Don't Add AI Chatbots to Your Product. Integrate AI Into Features and Workflows.

Yev Spektor

January 16, 2024

Everyone is rushing to jam AI into their projects in one of a few ways.

Add a chatbot. Turn your app into a glorified ChatGPT wrapper. Give the AI access to docs and settings so it can help users navigate your app and solve problems on their own, then tell customers they can ask the AI anything—“How many issues did my team close last week?,” say. It’s the quickest way to check AI off the feature list. Generally, we’re not a fan of this approach.

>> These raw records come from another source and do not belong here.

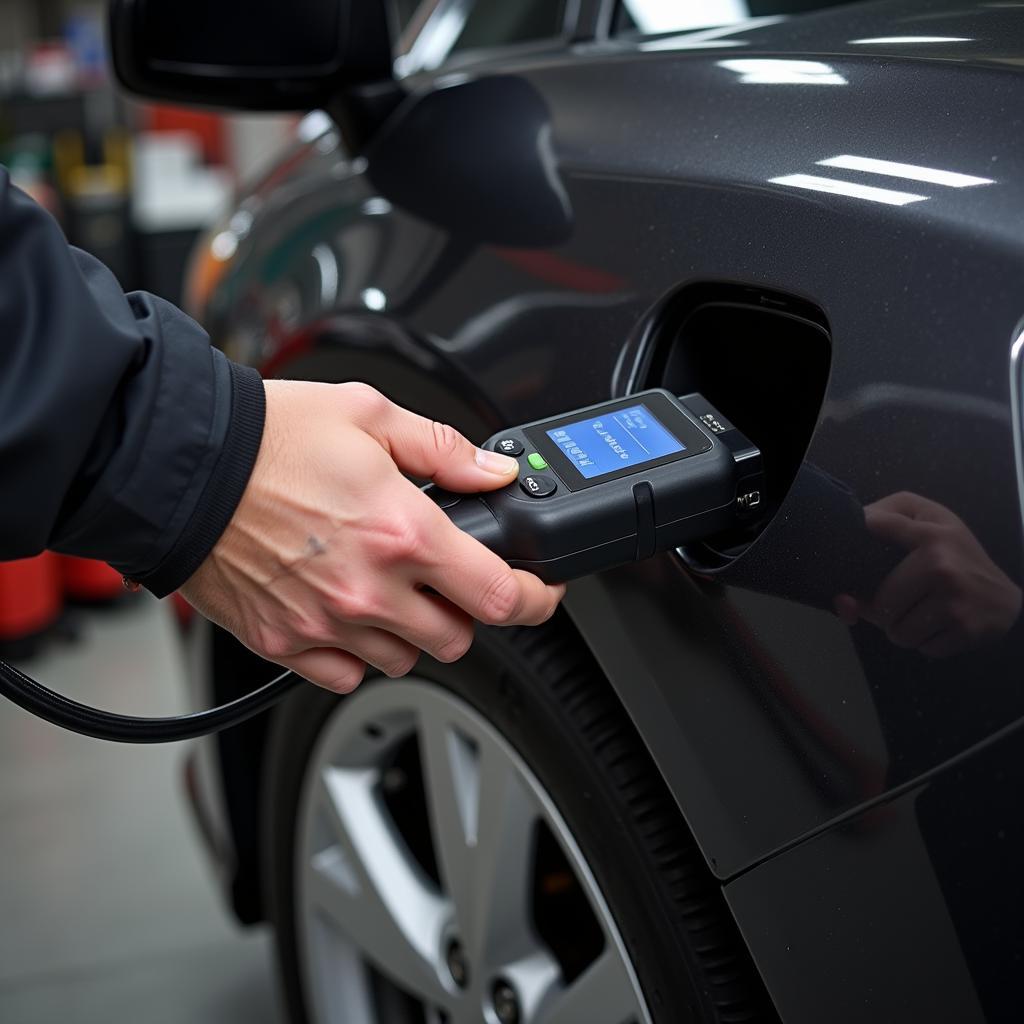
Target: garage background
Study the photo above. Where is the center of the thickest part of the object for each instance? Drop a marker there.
(108, 909)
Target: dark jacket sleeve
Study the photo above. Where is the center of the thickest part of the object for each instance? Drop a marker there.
(124, 434)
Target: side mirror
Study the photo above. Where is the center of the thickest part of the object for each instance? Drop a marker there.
(250, 54)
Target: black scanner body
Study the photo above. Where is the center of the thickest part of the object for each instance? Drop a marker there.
(586, 525)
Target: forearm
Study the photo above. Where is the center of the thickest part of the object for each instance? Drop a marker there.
(123, 434)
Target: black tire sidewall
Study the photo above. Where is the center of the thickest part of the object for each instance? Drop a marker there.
(517, 691)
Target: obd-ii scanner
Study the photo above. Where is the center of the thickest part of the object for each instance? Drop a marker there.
(613, 483)
(602, 485)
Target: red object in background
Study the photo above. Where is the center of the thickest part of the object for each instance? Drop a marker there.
(31, 596)
(209, 128)
(85, 580)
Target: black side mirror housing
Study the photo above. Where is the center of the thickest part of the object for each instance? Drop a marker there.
(250, 54)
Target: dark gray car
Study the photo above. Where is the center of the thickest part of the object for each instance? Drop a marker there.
(775, 775)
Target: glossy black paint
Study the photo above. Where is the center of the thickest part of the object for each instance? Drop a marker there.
(774, 724)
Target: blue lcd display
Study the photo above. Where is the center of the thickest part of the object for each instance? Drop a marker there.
(615, 440)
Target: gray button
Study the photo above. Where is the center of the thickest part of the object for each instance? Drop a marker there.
(509, 445)
(539, 486)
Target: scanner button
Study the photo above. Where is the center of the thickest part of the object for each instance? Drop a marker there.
(539, 486)
(509, 445)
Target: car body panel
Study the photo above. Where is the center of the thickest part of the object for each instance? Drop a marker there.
(772, 722)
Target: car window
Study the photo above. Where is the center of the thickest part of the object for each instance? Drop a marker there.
(503, 23)
(650, 17)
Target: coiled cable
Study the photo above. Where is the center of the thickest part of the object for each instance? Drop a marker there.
(59, 711)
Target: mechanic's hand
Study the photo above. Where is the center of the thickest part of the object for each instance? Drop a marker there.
(324, 566)
(947, 595)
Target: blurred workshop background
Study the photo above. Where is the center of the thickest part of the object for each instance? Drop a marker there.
(108, 910)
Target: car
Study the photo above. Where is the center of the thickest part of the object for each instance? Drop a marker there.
(772, 775)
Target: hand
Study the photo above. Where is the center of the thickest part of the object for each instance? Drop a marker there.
(324, 566)
(947, 595)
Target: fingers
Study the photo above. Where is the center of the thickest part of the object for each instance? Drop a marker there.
(484, 586)
(429, 449)
(341, 667)
(847, 609)
(906, 503)
(334, 670)
(896, 527)
(433, 625)
(944, 644)
(923, 623)
(908, 584)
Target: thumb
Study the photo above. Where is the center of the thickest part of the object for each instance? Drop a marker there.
(435, 451)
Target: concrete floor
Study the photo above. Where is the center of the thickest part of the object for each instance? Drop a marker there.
(108, 911)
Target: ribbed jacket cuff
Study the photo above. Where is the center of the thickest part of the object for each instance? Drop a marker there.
(224, 488)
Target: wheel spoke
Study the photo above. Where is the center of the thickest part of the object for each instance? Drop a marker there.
(482, 821)
(369, 888)
(602, 994)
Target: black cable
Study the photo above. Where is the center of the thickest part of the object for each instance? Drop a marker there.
(57, 710)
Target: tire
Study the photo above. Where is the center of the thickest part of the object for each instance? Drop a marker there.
(541, 692)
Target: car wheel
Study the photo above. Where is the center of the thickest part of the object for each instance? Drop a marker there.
(487, 841)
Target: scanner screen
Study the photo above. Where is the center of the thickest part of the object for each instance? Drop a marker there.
(615, 440)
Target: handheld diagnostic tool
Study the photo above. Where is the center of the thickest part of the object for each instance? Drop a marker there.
(612, 483)
(606, 484)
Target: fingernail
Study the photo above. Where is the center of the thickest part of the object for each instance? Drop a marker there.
(493, 462)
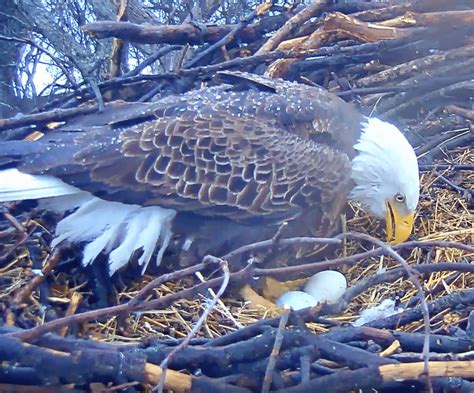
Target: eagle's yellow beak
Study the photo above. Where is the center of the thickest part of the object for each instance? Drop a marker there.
(399, 225)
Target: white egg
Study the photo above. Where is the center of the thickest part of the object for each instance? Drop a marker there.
(296, 300)
(327, 286)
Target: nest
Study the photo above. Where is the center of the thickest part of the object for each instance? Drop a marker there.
(180, 336)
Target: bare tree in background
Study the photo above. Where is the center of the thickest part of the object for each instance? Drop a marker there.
(28, 26)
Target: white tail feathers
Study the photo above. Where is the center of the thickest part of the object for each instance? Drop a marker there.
(115, 228)
(18, 186)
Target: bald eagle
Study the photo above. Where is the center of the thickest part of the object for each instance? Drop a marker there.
(252, 151)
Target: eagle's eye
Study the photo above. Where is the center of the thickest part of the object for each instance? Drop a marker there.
(400, 198)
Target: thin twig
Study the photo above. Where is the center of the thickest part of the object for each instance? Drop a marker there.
(267, 380)
(164, 364)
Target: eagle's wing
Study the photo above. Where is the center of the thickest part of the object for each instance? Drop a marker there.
(216, 151)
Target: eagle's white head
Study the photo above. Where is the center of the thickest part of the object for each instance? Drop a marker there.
(385, 173)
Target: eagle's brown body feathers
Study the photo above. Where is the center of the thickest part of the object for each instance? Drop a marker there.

Our goal is to build a load test platform that makes it as easy as possible for developers and engineering teams to test their products—and if GPT could help do that better, building it in would be a clear fit. Yet every time we tried to build test suites with an LLM, something, inevitably, would be wrong. The AI output was generally not even close to what we needed, due in part to the chat being too open-ended. It is faster for me to write the test suite myself than to write the prompt to get AI to do it.

We wanted to use AI to play a small, limited role that helped us build better software, faster. So we gave AI individual, specific, narrow jobs. Multiple doesn't have an open-ended chatbot. Instead, we’ve tactfully applied AI for specific use cases that play to AI’s strengths and avoid its shortcomings, tasks that would have been difficult to accomplish with traditional, rule-based programming.

The AI Trust Dilemma

LLMs have taken computing from always right to mostly right.

We trust code because it is binary. It works, or it doesn't. LLMs are anything but binary; they’re full of errors, hallucinations, questionable judgments, and flawed recommendations.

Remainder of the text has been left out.